Last August, after finishing a year-long internship as part of the process towards becoming a Lutheran pastor, I ran a 10k with my husband Bill. Neither of us had trained much, Bill hardly at all. Of course, he smoked me on the trail, coming in a good 20 minutes ahead of me (how does he do that???). It was a hard run. Since then, I've been taking a little hiatus from running. I've been walking instead.
I take my dog Gunnar on hour-long walks everyday. Not only did I want a break from running, I also wanted to get Gunnar out for more exercise. He is a 7 year-old Mini Australian Shepherd, and he's got issues. He's extremely protective of the house and wants to violently kill anyone who comes near. He has some separation anxiety, and would jump and nip (let's face it, bite) me as I was trying to leave the house. Typically, Aussies are high-anxiety little beasties anyway, and Gunnar is their Anxiety King.

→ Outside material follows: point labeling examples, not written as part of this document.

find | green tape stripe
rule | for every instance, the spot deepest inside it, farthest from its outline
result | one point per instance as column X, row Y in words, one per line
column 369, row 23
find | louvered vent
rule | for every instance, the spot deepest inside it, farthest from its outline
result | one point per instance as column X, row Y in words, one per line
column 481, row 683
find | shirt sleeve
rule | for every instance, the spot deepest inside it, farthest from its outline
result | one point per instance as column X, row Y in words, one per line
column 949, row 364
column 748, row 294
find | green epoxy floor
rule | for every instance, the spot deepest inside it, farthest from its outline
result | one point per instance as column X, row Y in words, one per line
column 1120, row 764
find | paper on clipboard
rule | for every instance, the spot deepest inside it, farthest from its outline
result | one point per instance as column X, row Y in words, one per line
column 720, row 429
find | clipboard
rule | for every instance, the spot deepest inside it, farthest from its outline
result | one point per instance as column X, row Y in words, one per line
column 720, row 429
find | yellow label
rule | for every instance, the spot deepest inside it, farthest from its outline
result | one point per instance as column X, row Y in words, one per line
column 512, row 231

We've had him for about 4 and a half years, and despite all our efforts and investments in training, treats, food, anything and everything, his issues were only getting worse. We ended up putting him on Prozac a few months ago. At the same time, desperate and willing to try anything, I took him to a naturopathic vet that a friend recommended, in the most hippie-dippie looking space you can imagine, in Fremont, of course. She put him on calming herbs, enteric support pills (no idea what that does), recommended switching him to raw food (which is awesome but super expensive), and continue with the Prozac and probiotics he's already on. He will probably be going back to get some acupuncture and possible even Reiki soon (I know, who am I?). And above all, she said, get him more exercise. Keep that little work-oriented mind of his busy and moving.
So we walk. And as walking is so much slower and relaxed than running, it's given me lots of time to think. About walking. I find myself getting frustrated with how S-L-O-W we move while walking. I like the quick feeling of accomplishment that comes from running; you're just out for 20 minutes and feel like a million bucks. With walking, the endorphins don't get a chance to kick in at the same level. We plod along, one foot in front of the other. It is a nice change of pace, but I often find myself wanting to speed up, kick into high gear, and just run.
During this same time, I've started a new job, my first one as a pastor (yay!). I'm quickly learning about the nature of congregations, especially when it comes to change. It has to be done SO SLOWLY. And carefully, as in, full-of-care. It makes sense; people find meaning, comfort, and assurance in the rituals and practices that a congregation develops. As a group dedicated to passing on traditions and stories of the past, it naturally leans towards conservation of those things, and away from change and innovation. So I am trying to walk with them, at their pace. But I just want to RUN! I have so many ideas, and things I want to change, even simple things like moving a table from one side of the room to the other. But I can't; I have to walk. I have to go slowly, one foot in front of the other.
When we walk through the greenbelt areas near our house, I make myself slow down even more as we pass through the trees, in order to notice and admire the changing colors, and the way the waning sunlight filters through the leaves. I remind myself that I am not training for a marathon; I'm training to walk. To go slow. To be a good and faithful leader.